TIME
Line intensity mapping, an emerging technique for observing the large-scale structure of the Universe, provides a measure of the aggregate emission of intergalactic atomic and molecular lines without the need to resolve and detect faint sources individually. The Tomographic Ionized-carbon Mapping Experiment (TIME), developed by a collaboration between multiple institutions including ASIAA, Caltech/JPL, Cornell, RIT and the University of Arizona, is designed to study the Epoch of Reionization (EoR) — the period of time when the first stars and galaxies ionized the intergalactic medium (IGM). TIME utilizes a mm-wavelength grating spectrometer array that maps the fluctuations of the redshifted 157.7 μm emission line of singly ionized carbon ([CII]) from redshift z ≈ 5 to 9. As a tracer of star formation, the [CII] power spectrum can provide information on the sources driving cosmic reionization and complements 21 cm data, which traces neutral hydrogen in the same medium. TIME is also sensitive to the carbon monoxide (CO) rotational emission from galaxies at intermediate redshifts z ≈ 0.5 to 2, producing a rich dataset of neutral gas intensity fluctuations during the peak of cosmic star formation.
TIME employs two banks of 16 parallel-plate waveguide spectrometers (one bank per polarization) with a resolving power R ≈ 100 and a spectral range of 183 to 326 GHz. The range is divided into 60 spectral channels, of which 16 at the band edges on each spectrometer serve as atmospheric monitors. The diffraction gratings are curved to produce a compact instrument, each focusing the diffracted light onto an output arc sampled by the 60 bolometers. The bolometers are built in buttable dies of 8 (low frequency, 200–265 GHz) or 12 (high frequency, 265–300 GHz) spectral channels by 4 spatial channels and are mated to the spectrometer banks. Each detector consists of a gold micro-mesh absorber and a titanium transition edge sensor (TES). The detector arrays are engineering prototypes designed to match the high optical loading condition at the Arizona Radio Observatory 12m telescope (ARO 12m). There are a total of 1920 detectors operating from a 250 mK base temperature in a dedicated cryostat with a photon-noise-dominated noise-equivalent power (NEP) of ≈ 2×10-17 WHz-1/2.

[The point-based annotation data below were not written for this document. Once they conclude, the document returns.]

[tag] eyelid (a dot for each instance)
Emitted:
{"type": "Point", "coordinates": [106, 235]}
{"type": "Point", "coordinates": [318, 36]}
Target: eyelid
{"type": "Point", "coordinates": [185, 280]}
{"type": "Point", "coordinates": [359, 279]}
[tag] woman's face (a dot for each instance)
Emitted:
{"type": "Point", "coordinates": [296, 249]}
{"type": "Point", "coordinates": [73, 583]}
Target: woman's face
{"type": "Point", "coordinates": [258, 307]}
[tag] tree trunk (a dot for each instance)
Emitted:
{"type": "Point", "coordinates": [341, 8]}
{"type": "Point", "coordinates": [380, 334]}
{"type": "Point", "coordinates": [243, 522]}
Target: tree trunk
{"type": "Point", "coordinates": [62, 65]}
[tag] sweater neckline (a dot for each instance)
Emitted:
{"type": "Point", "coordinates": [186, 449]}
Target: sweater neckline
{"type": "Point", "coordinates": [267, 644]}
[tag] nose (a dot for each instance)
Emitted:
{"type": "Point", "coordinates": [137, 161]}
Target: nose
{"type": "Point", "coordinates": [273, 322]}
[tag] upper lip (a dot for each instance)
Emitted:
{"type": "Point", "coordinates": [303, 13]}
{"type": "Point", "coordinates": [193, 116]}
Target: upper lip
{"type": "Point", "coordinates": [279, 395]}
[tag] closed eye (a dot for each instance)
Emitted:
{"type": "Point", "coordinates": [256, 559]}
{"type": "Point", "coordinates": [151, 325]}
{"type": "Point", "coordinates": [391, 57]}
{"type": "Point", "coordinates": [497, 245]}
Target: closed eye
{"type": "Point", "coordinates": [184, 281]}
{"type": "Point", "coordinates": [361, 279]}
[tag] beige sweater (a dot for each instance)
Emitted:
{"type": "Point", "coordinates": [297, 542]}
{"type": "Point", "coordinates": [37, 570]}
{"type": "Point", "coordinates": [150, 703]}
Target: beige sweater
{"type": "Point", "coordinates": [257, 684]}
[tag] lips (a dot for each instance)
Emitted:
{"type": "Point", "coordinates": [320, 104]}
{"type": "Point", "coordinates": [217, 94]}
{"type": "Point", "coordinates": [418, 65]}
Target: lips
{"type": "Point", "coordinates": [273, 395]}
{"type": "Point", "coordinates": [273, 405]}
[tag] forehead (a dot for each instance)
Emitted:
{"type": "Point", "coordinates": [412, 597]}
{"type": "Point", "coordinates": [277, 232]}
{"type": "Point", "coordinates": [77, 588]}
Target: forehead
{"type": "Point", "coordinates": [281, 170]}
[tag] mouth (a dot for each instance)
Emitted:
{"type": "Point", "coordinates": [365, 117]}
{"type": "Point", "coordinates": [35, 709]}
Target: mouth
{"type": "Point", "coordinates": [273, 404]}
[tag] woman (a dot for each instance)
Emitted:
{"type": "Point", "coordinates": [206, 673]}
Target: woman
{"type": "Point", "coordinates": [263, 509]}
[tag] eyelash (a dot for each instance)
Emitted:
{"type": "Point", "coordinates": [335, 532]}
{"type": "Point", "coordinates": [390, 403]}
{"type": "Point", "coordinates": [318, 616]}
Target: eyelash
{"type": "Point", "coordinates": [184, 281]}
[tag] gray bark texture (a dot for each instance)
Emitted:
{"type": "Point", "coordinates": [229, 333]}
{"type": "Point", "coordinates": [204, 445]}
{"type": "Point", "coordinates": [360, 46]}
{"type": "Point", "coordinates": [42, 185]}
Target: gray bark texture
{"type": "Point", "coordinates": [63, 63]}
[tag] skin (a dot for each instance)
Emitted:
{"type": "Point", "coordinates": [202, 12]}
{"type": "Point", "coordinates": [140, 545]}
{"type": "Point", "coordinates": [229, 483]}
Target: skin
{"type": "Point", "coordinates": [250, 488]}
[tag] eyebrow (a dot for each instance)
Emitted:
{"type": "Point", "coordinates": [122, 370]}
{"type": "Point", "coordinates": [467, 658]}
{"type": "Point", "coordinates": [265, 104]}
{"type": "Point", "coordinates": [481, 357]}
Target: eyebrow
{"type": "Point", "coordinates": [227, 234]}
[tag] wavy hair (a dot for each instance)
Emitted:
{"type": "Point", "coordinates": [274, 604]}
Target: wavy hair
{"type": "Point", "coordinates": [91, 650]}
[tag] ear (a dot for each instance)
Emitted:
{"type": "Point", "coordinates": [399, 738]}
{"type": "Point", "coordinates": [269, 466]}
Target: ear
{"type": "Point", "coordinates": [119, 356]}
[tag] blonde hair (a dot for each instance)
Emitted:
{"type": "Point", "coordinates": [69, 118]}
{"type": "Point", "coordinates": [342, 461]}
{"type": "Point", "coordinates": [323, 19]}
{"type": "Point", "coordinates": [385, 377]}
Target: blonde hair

The TIME instrument has been integrated and tested in both laboratory characterizations and on-sky observations. TIME was deployed to ARO on Kitt Peak for an engineering run in 2019 and a commissioning run in 2022, during which we demonstrated detector responsivity, optical performance and noise suppression techniques. Demonstrations of TIME spectral imaging on astrophysical sources are shown in the following figure.
TIME will be deployed to the ARO 12m again at the end of 2024 to begin scientific observations. The awarded 11-month observation time of TIME-ARO will be spread over the next three winters, when atmospheric conditions are the best for high-frequency observing. We plan to target a 1.3° by 0.45′ field on the sky and a full spectral range of 183–326 GHz, producing a thin spatial-spectral data slab by conducting line scans in azimuth. (Utilizing the same scanning strategy, the map below shows the detection of Jupiter by all TIME feedhorns — except for one which was blanked off — in a test run.) With the use of low-redshift galaxy tracers and differences in k-space projections to carefully separate the [CII] and CO signals, we anticipate a detection of the halo-halo clustering term in the [CII] power spectrum consistent with current models for star formation history.
We also plan to modify the TIME detectors for future measurements performed at the Leighton Chajnantor Telescope (LCT), the relocated Caltech Submillimeter Observatory (CSO) 10m telescope currently in preparations at the Chajnantor Plateau in northern Chile for its first light in 2026. Exploiting the lower atmospheric and telescope optical loading, an upgraded TIME-LCT with a re-optimized focal plane can offer more than 10 times the survey power, yielding much tighter constraints on the process of reionization and the cosmic optical depth in a 3-year observation.